Slovenia is blessed with a magnificent natural environment of mountains, lakes and rivers that lend a breathtaking backdrop to any activity. Popular pursuits include hiking, skiing and mountain biking, but there's also a world of more intrepid activities – from white-water rafting and caving to horse riding and canyoning.
Hiking & Walking
Hiking is a national pastime. The country has an excellent system of well-marked trails that run to a total length of more than 9000km. Most trails are marked by a red circle with a white centre, with periodic updater signs along the way indicating distances and walking times. In addition, most regional tourist offices and bookshops stock a comprehensive selection of hiking maps.
The most popular areas for hikes include the Julian Alps and the Kamnik-Savinja Alps in the northwest, as well as the Pohorje Massif in the northeast, but there are wonderful trails in all of the country’s regions. Some of the best of these are linked with less obviously salubrious activities, such as wine tasting.
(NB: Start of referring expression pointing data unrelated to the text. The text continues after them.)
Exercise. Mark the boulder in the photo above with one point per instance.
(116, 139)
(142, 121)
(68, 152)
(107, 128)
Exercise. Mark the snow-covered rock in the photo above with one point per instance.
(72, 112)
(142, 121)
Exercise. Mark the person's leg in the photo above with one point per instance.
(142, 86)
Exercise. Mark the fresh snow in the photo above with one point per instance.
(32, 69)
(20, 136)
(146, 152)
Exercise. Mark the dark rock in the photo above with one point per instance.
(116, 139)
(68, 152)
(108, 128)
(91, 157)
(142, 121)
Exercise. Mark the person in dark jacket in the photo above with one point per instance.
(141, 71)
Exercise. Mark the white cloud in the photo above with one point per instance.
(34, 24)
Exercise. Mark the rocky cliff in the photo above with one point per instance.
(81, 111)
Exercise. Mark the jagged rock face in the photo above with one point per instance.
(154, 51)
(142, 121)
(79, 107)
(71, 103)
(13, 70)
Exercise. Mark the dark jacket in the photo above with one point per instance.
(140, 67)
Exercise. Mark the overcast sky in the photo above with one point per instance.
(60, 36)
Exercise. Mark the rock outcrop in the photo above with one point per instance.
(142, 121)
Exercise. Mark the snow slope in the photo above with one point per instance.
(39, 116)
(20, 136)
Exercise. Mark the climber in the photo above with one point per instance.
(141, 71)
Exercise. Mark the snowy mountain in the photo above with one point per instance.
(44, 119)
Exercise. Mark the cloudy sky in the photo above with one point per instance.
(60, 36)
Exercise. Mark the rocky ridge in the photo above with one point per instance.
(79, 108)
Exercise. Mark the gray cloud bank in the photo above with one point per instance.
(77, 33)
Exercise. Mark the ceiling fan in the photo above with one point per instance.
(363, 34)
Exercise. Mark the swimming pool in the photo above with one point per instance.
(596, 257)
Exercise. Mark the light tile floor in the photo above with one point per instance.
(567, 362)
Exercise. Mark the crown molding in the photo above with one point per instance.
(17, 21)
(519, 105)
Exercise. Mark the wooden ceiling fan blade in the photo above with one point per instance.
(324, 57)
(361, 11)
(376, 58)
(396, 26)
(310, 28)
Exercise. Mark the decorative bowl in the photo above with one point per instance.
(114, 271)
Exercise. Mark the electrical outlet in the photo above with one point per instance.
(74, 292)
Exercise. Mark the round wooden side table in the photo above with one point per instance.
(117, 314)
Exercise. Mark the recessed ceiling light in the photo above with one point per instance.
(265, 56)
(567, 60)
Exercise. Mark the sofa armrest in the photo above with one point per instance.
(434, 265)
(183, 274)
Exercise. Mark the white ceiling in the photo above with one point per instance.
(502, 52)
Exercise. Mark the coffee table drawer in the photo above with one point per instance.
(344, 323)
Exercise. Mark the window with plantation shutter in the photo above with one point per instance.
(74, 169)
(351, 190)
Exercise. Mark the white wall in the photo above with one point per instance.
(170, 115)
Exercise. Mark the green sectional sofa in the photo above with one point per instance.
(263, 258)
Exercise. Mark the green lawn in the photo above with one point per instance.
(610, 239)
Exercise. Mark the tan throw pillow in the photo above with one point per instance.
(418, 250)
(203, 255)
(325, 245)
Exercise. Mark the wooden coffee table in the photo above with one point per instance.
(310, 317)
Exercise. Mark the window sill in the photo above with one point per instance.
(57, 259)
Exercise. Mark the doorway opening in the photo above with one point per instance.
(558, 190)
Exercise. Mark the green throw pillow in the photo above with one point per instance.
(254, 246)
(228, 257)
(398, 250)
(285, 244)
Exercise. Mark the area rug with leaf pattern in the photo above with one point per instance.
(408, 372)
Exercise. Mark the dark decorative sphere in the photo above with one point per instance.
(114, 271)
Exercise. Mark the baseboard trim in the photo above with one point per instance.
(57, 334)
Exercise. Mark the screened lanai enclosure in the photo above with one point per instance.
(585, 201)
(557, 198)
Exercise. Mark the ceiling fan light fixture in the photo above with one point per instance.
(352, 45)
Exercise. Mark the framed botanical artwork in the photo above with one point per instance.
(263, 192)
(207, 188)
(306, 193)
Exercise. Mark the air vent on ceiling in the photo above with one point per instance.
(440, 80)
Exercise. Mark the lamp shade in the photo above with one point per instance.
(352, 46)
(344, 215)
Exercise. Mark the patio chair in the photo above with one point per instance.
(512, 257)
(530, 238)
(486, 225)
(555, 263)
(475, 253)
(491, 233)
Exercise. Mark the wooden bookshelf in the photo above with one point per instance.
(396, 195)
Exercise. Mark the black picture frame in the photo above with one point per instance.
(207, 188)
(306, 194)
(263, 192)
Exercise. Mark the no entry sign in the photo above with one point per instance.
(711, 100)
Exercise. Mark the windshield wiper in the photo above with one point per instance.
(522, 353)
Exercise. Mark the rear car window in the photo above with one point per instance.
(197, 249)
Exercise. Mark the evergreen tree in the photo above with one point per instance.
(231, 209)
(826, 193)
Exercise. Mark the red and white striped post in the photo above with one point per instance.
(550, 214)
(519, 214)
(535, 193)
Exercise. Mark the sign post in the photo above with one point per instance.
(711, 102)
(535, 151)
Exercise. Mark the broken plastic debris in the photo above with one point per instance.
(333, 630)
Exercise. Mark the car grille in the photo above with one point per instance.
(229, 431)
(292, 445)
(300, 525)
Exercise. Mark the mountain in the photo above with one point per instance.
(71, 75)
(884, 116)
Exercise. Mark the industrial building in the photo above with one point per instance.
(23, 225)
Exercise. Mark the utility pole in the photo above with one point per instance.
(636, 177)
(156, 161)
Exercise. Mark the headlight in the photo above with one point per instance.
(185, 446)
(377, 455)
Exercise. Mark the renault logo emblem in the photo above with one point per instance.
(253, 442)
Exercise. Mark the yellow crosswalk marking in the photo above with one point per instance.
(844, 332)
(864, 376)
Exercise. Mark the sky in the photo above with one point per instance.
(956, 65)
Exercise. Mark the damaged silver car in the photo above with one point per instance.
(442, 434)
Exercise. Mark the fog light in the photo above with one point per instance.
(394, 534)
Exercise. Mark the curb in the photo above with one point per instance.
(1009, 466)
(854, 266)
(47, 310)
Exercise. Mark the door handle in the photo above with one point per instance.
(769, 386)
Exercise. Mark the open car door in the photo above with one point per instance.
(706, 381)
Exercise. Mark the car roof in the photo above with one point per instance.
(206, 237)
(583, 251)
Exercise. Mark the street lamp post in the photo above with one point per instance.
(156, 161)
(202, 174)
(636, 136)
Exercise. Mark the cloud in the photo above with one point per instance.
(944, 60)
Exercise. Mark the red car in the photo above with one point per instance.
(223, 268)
Many trails can also be cycled, with the notable exception being most of the trails in Triglav National Park.
Great Slovenian Hikes
- The Soča Trail extends 25km along the turquoise Soča River, from its source west as far as the edge of Triglav National Park at Kršovec. From here, a trail known as the Bovec Walking Trail continues to Bovec.
- The Slovenian Mountain Trail runs for 500km from Maribor to Ankaran on the coast via the Pohorje Massif, the Kamnik-Savinja Alps, the Julian Alps, and the Cerkno and Idrija hills. It was opened back in 1953 and was the first such national trail in Europe.
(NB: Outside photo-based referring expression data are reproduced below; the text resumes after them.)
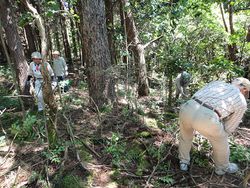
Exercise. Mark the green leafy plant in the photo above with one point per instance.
(55, 155)
(167, 180)
(116, 148)
(239, 153)
(24, 130)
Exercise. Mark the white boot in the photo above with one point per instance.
(183, 166)
(232, 168)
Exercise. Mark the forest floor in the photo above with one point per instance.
(132, 145)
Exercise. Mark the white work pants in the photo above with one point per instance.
(193, 116)
(39, 94)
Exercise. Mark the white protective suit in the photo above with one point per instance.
(34, 70)
(60, 67)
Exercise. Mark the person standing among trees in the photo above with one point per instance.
(35, 72)
(181, 82)
(215, 111)
(59, 66)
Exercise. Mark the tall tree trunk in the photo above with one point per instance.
(29, 35)
(232, 48)
(48, 95)
(138, 50)
(65, 36)
(74, 40)
(96, 51)
(110, 27)
(30, 39)
(57, 34)
(2, 54)
(14, 43)
(248, 34)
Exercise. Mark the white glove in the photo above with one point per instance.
(53, 85)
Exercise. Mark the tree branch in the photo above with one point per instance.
(150, 42)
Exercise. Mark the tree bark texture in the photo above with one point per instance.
(66, 44)
(138, 51)
(96, 52)
(110, 28)
(16, 49)
(48, 95)
(248, 34)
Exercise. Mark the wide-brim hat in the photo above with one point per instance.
(56, 53)
(243, 82)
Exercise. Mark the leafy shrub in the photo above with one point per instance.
(239, 153)
(24, 130)
(117, 149)
(55, 155)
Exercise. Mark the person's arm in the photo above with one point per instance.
(65, 67)
(234, 120)
(30, 72)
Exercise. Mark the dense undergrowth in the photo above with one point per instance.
(132, 145)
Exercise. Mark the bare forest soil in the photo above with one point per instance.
(132, 145)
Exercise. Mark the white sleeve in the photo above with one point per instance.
(234, 120)
(30, 71)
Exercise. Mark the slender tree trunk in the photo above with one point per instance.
(123, 26)
(80, 33)
(110, 28)
(57, 34)
(30, 39)
(14, 43)
(2, 54)
(232, 48)
(74, 41)
(248, 34)
(96, 51)
(29, 35)
(48, 95)
(138, 50)
(65, 36)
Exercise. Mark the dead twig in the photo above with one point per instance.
(5, 157)
(89, 148)
(160, 161)
(14, 184)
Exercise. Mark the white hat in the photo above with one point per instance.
(36, 55)
(242, 82)
(56, 53)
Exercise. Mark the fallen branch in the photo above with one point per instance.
(160, 161)
(5, 157)
(17, 96)
(89, 148)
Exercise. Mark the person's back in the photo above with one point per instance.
(181, 82)
(59, 66)
(214, 111)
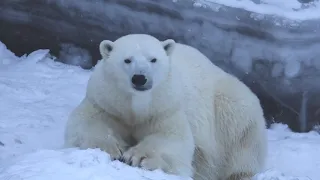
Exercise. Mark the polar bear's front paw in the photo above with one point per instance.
(146, 160)
(113, 148)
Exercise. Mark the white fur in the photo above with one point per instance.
(194, 116)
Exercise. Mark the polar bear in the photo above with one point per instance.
(163, 105)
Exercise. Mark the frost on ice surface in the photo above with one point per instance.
(37, 94)
(291, 9)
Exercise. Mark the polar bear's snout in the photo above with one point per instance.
(140, 82)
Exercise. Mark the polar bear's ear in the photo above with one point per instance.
(106, 46)
(168, 45)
- The 320km-long Walk of Peace (Pot Miru; www.potmiru.si) connects the outdoor museums and the most important remains and memorials of the Isonzo Front of the Upper Soča Region.
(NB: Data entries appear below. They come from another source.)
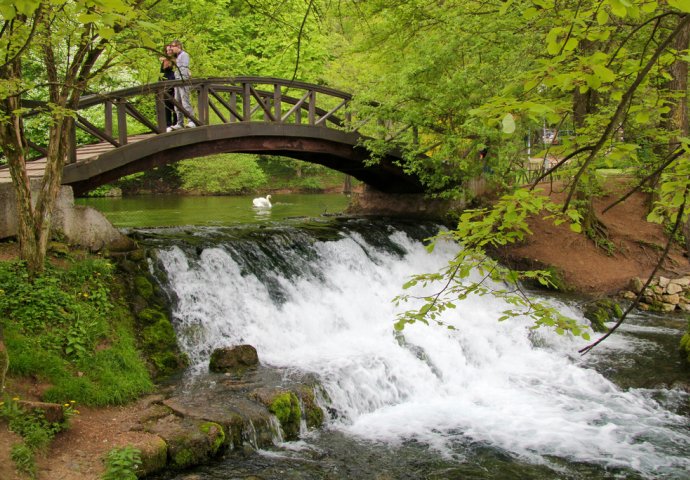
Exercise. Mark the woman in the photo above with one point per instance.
(168, 73)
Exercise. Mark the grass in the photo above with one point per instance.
(72, 330)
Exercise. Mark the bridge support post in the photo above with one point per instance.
(122, 121)
(160, 110)
(202, 106)
(71, 141)
(108, 127)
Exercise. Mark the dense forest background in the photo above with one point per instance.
(567, 89)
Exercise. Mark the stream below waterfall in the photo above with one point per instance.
(488, 400)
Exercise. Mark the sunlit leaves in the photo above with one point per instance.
(682, 5)
(508, 123)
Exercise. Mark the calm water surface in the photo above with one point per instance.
(174, 210)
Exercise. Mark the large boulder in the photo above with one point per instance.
(79, 225)
(231, 358)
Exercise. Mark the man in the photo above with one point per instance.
(182, 72)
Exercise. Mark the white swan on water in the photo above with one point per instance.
(262, 202)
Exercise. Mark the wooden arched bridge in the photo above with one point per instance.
(241, 114)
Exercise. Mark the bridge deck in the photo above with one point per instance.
(86, 153)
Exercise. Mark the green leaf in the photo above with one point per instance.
(508, 123)
(618, 8)
(602, 17)
(642, 116)
(682, 5)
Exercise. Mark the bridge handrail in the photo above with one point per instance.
(90, 100)
(246, 91)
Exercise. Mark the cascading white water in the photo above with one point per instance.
(485, 382)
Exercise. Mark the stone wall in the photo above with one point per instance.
(78, 225)
(662, 294)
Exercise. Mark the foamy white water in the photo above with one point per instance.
(485, 381)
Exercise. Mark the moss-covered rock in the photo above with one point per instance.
(685, 345)
(285, 406)
(189, 442)
(154, 456)
(143, 287)
(312, 413)
(59, 249)
(230, 358)
(215, 435)
(150, 316)
(160, 344)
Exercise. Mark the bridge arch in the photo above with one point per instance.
(334, 149)
(234, 115)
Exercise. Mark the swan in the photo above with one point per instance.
(262, 202)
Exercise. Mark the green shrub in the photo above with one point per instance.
(221, 174)
(122, 463)
(66, 329)
(36, 432)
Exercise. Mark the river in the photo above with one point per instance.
(488, 400)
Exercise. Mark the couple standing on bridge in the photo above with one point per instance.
(175, 66)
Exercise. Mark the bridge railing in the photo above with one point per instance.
(115, 116)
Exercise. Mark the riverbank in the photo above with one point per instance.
(77, 453)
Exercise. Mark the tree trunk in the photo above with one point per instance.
(4, 362)
(678, 116)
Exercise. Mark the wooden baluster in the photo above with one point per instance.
(72, 141)
(277, 100)
(312, 108)
(121, 121)
(267, 101)
(204, 115)
(233, 104)
(246, 102)
(298, 116)
(160, 110)
(108, 117)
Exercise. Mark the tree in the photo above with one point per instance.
(69, 38)
(604, 66)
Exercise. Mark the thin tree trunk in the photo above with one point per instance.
(678, 116)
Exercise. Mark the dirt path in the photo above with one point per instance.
(588, 269)
(77, 453)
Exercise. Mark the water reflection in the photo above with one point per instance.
(175, 210)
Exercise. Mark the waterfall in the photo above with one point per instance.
(324, 306)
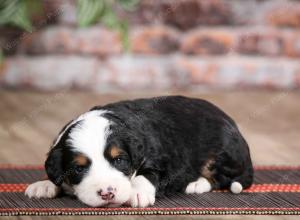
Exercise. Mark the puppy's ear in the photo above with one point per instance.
(53, 166)
(136, 151)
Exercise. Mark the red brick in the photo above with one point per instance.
(286, 14)
(261, 42)
(207, 42)
(292, 44)
(183, 14)
(95, 40)
(154, 40)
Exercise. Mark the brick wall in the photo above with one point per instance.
(174, 44)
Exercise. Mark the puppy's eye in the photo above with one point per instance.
(119, 161)
(79, 169)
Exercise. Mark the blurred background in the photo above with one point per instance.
(60, 58)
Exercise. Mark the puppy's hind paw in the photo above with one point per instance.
(42, 189)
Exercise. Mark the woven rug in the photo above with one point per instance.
(276, 191)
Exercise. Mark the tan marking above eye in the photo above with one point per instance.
(81, 160)
(115, 151)
(206, 169)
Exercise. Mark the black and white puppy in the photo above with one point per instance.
(131, 151)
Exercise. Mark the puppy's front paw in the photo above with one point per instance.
(143, 192)
(42, 189)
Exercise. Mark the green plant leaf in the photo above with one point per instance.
(14, 12)
(128, 4)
- About 30km of the scenic Parenzana Trail (www.parenzana.info) that follows the old narrow-gauge Parenzana railway runs through Slovenia. The railway once connected Trieste in Italy with Poreč in Croatia and has a total length of 130km.
- The 470km-long Sub-Alpine Trail (Predalpska pot) covers Slovenia's hill country – from Cerkno and Idrija to Posavje via the Karst – and is for less-ambitious, but equally keen, walkers and hikers.
- A great vinska cesta (wine road) is the Jeruzalem-Ljutomer wine road in eastern Slovenia, which begins at Ormož and continues for 18km north to Ljutomer, via the beautiful hilltop village of Jeruzalem. There are many wine cellars along the way, and this road can also be biked.
- The Haloze Mountain Path is a lovely wine-oriented 31km-long footpath that takes in the gentle landscape of the Haloze Hills wine region. It is accessible from near Štatenberg.
Major European Trails
E6 European Hiking Trail This 350km trail runs from the Baltic to the Adriatic seas and enters Slovenia at Radlje ob Dravi in northeastern Slovenia. It continues on to a point south of Snežnik in southern Slovenia. Budget 20 days end to end.
E7 European Hiking Trail This 600km trail connects the Atlantic with the Black Sea. It crosses into western Slovenia at Robič and runs along the Soča Valley. From here, it continues through the southern part of the country eastward to Bistrica ob Sotli, before exiting into Croatia. Takes about 30 days to hike end to end.
Via Alpina (www.via-alpina.com) Slovenia has joined Austria, Germany, Liechtenstein, Switzerland, Italy, France and Monaco to develop this system of five long trails that follow the entire arc of the Alps from Trieste to Monaco. Two of the trails pass through northern Slovenia: the 14-stage Red Trail (220km) and the 10-stage Purple Trail (120km).
Alpe-Adria-Trail (www.alpe-adria-trail.com) This 700km through Austria, Italy and Slovenia, enters Slovenia at the Jepca mountain pass on the Austrian border and continues for 145km, exiting at Milje above Trieste.
- The Ljubljana-based Alpine Association of Slovenia is the fount of all information on hikes and treks. The organisation is a good first stop for basic info and arranging mountain guides. It also publishes hiking maps and maintains an up-to-date list of mountain huts, refuges and bivouacs throughout Slovenia on its website.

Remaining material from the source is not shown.